While Groundhog Day might receive more press, the Church calendar marks this day as the feast of the Presentation of the Lord.  As described in Luke 2: 22-24, following Jewish law, Mary and Joseph brought their first-born son to the Temple to consecrate him to God and offer sacrifice.  They were also complying with Jewish purity laws that required Mary to bring an offering 40 days after the birth in order to be “made clean” again.  Leviticus 12:1-8 details these rules.

Though purity laws are strange to us and the notion that a natural process like birth or menstruation causes a woman to be unclean might even be offensive, this feast does provide a moment to reflect on childbirth as a sacred event in a woman’s life.  We just have to dig a little deeper to find that meaning.  Purity laws regulated processes that brought the human and divine into contact.  The presence of blood, such as at birth, created this dangerous intermingling.  For the Israelites, blood was life, therefore very closely connected to God.  The sacredness of blood is why the slaughter of animals is so closely related in Jewish life.

In Giving Birth:  Reclaiming Biblical Metaphor for Pastoral Practice, Margaret Hammer discusses how the need to restore the postpartum woman to wholeness after birth can be viewed along the same lines as the requirements for priests and warriors during biblical times.  “The priest mediating between God and the people, the warrior offering his life in a holy war, and the woman birthing a child are all specially engaged in God’s work in the world; therefore their wholeness is vital.”

In reality, Hammer says, the purity laws recognize the impact of birth on women and demonstrate awe and reverence for the process itself.  On a practical level, the necessity of the woman remaining apart for the purification period after birth provided her with time to rest and recover before resuming responsibilities, as well as bond with her child.  It is unfortunate that over time the sense of a woman being “unclean” took on very negative connotations.

Interestingly, the Catholic Church has a rite of blessing for women after childbirth called “Churching of Women.”  It was common from the Middle Ages into the 20th century and includes prayers over the woman by the priest at the entrance to the church, often 40 days after the birth.  Probably derived from the Jewish tradition, for many centuries it contained a “purification” tone.  I was surprised to learn that a revised rite called Blessing after Childbirth was included after Vatican II.  It focuses on thanksgiving and prayer for help and protection, though I have never seen it used.  (In a sad bit of irony, despite the Church’s pro-life stance the rite is only available for married women!)

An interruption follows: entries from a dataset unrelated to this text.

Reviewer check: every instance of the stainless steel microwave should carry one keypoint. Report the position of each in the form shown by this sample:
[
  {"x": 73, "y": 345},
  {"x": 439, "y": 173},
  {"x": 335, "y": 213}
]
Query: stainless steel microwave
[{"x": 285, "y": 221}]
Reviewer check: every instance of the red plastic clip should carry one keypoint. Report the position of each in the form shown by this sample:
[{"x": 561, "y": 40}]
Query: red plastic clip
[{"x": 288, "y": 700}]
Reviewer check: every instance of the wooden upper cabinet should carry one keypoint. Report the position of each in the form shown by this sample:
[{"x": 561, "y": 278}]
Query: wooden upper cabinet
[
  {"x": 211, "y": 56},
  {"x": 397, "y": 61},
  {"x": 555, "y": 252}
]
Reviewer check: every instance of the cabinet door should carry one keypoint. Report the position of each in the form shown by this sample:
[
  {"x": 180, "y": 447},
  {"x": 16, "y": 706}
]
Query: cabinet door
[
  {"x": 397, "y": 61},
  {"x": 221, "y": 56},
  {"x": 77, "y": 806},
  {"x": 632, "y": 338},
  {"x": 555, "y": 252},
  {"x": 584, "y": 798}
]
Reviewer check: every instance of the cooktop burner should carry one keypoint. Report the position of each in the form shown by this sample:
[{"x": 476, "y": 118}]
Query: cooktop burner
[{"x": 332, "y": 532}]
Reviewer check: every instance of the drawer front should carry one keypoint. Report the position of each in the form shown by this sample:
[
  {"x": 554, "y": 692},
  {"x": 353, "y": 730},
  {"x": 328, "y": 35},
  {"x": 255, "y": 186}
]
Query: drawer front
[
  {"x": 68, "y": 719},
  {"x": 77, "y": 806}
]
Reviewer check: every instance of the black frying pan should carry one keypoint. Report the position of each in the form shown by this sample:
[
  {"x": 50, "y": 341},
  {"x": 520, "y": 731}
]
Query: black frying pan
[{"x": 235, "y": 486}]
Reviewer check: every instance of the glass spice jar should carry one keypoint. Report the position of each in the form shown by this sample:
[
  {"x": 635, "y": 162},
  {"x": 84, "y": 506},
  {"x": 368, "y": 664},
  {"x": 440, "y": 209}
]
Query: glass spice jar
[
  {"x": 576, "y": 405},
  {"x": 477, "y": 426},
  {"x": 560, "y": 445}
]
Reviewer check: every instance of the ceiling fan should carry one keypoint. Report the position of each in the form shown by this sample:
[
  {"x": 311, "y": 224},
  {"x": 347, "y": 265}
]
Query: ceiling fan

Research by a British scholar named Natalie Knödel concludes that historically the Churching of Women rite really was a women’s event, that they requested it and used it as an occasion to celebrate their return to the routine of life, with food and drink and socializing.  This sounds like something worth reclaiming for the 21st century!   I can imagine groups of warrior-priest mamas of all ages restoring wholeness to the Church through rituals they create to mark the milestone of birthing with prayer, story, song and feasting.